Die Lese-Insel der Glückseligkeit
Autor: Ralf Kestel
Ebern, Freitag, 02. Sept. 2016
Aus kleinen Anfängen hat sich in Eberns Kapellenstraße eine beliebte Buchhandlung zum Kulturzentrum entwickelt.
Dafür gibt es noch kein Nachschlagewerk: Wie führe ich eine kleine Buchhandlung auf dem Land zum Erfolg? Ein Patentrezept kennt auch Ursula Gräbe nicht. Aber sie hat es geschafft. Vor 14 Jahren eröffnete sie in der Kapellenstraße ihre "Leseinsel", die sich mittlerweile zur Insel der Glückseligkeit für Bücherwürmer aus dem Altlandkreis Ebern entwickelte.
In zwei Wochen erhält der schnuckelige Buchladen, der ob der Nachfrage zwischenzeitlich schon erweitert werden musste, das Gütesiegel des Deutschen Buchhandels 2016/2017. Dazu kommt der Kultus-Staatssekretär Georg Eisenreich (CSU) extra aus München angereist. Zusammen mit dem bayerischen Geschäftsführer des Börsenvereins des Deutschen Buchhandels, Dr. Klaus Beckschulte.
Beide würdigen den Erfolg und die Leistungen Gräbes, die den Sprung von der Aldi-Verkäuferin zur ausgebildeten Buchhändlerin mit Bravour geschafft hat.

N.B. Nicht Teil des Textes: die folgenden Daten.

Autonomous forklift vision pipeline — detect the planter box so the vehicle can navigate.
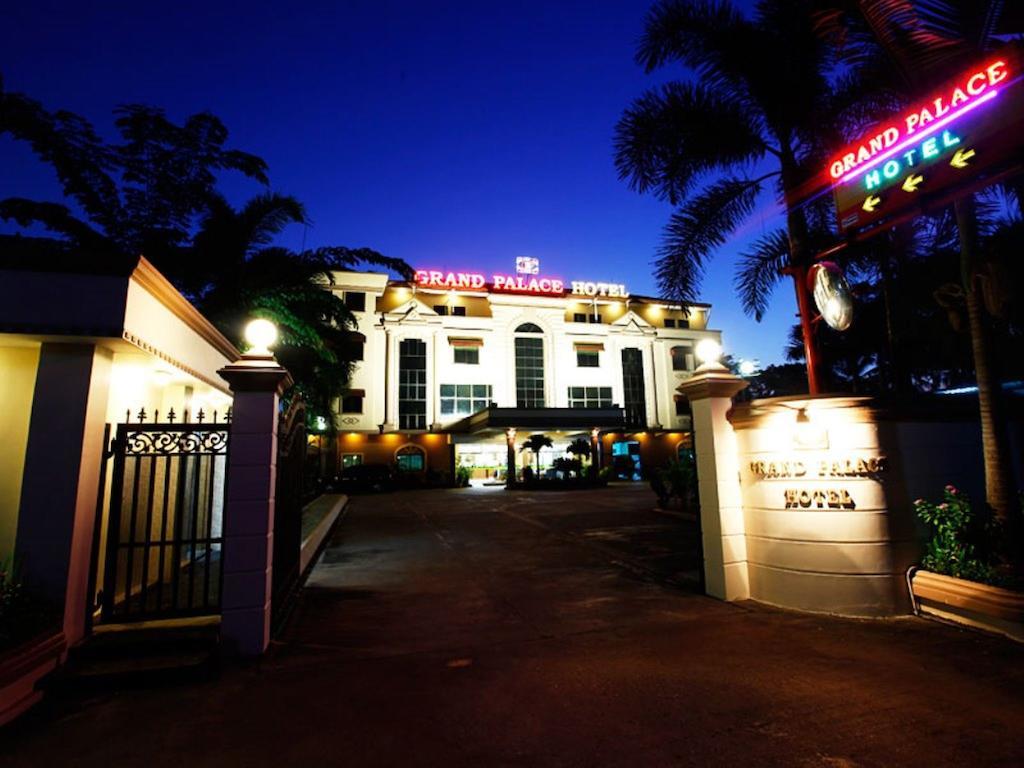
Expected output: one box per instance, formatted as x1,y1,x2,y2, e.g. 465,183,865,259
0,631,66,726
910,569,1024,643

Wenn es ein Erfolgsrezept gibt, das zur Nachahmung lohnt, dann die Leidenschaft, die die 54-Jährige an Tag legt, um Kinder zum Lesen zur bringen. "Kinder sind doch unser wichtigstes Gut, unsere Nachkommen, denen wir möglichst viel zeigen müssen, auch damit sie das Alte nicht vergessen", lautet Gräbes Credo.
Und als bestes Medium, diese Passion zu transportieren, hat sie schon frühzeitig das Buch für sich entdeckt. "Ich will, dass die Kinder nicht vom Lesen wegkommen. Das ist halt mein Leben. Deswegen geh' ich regelmäßig in die Schulen, mache beim Welttag des Buches oder bei der Lesetüten-Aktion mit. Die Kinder sollen sich nicht nur mit dem elektronische Zeugs beschäftigen."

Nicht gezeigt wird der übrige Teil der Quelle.